Stay tuned to this blog for definitive answers!
Peace,
Sean Scanlan
1 Casey believes that the history of nostalgia within philosophy hinges upon to role of place. While specific place diminished in stature during the eighteenth and nineteenth century, the desire for a return to imagination as the source of the world increased. Put another way, by the late eighteenth century, as the geographic site of home was stripped from nostalgia, it was replaced with a spiritual return, an attachment to a way of being in the world. Artists, unlike most philosophers, elevated and refined the uses of nostalgia in terms of actual homes, and if not in terms of descriptions of physical structures, then in terms of the hope of return–often in the face of great odds. See Edward S. Casey, Remembering: A Phenomenological Study (1987; Bloomington: Indiana UP, 2000) 201.
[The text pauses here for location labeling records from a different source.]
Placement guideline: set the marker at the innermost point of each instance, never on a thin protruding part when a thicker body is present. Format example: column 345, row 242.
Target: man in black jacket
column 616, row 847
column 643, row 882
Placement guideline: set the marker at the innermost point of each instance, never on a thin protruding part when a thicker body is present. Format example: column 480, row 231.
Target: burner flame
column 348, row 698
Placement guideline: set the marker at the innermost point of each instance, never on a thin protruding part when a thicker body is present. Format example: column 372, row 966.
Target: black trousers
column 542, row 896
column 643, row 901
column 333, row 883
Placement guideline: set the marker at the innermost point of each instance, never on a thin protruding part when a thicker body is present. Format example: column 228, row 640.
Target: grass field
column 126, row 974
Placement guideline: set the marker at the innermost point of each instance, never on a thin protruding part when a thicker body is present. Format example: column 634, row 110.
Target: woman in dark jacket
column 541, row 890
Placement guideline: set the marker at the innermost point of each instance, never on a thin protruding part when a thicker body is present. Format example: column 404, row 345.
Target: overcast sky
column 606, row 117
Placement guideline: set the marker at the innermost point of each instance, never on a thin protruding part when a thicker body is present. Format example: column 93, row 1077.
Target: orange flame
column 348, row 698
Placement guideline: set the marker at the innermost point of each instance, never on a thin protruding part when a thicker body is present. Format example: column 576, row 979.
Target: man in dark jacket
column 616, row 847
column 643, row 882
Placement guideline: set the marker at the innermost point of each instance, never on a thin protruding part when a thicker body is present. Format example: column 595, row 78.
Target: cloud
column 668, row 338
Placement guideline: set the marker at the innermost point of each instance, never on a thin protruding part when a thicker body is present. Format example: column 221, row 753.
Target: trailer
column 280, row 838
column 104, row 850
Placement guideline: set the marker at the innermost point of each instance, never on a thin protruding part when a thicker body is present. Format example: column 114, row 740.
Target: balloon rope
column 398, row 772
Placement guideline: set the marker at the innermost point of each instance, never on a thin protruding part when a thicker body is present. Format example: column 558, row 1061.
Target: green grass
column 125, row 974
2 In “The World of Nostalgia,” Casey compares a variety of philosophers’ views on nostalgia in terms of place. Casey’s phenomenological perspective regards home as vexingly tethered to both the exterior world and the world “within.” Ultimately, Casey believes that nostalgia is a “unique mode of insight into a world that has become irretrievably past and that arrays itself, as we remember it now, in a plenitude of places” (380). Edward S. Casey, “The World of Nostalgia,” Man and World 4.20 (Oct 1987): 361-384.
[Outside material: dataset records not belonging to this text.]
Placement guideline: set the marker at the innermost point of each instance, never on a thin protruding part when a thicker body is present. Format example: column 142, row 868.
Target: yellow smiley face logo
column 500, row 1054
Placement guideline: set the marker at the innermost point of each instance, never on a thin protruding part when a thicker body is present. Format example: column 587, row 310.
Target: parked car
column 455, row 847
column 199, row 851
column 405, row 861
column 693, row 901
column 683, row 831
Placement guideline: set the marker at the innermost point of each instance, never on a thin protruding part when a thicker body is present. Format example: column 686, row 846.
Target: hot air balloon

3 Homesickness has replaced nostalgia as a medical term, so that a crossing of usage has occurred: nostalgia has been de-medicalized, while homesickness has recently entered medical literature. During the First World War, American troops were still being treated for nostalgia. But by the Second World War, some doctors employed therapy as treatment for homesickness. By 1952, no entries on homesickness were in The American Psychiatric Association’s Diagnostic and Statistical Manual of Mental Disorders (DSM). But homesickness returned by the 1968 edition. See Susan J. Matt, “You Can’t Go Home Again: Homesickness and Nostalgia in U.S. History,” The Journal of American History 94.2 (2007): 469-97. Recent studies on the linkage between environment and body have emphasized the possible existence of homesickness as a disease. The pediatric specialist Christopher A. Thurber has written several scholarly articles on treating homesickness in adolescents. See Christopher A. Thurber, Edward Walton, and the Council on School Health, “Preventing and Treating Homesickness,” Pediatrics 119 (2007): 192-201; and Christopher A. Thurber and Marian D. Sigman, “Preliminary Models of Risk and Protective Factors for Childhood Homesickness: Review and Empirical Synthesis, Child Development 69.4 (1998): 903-34.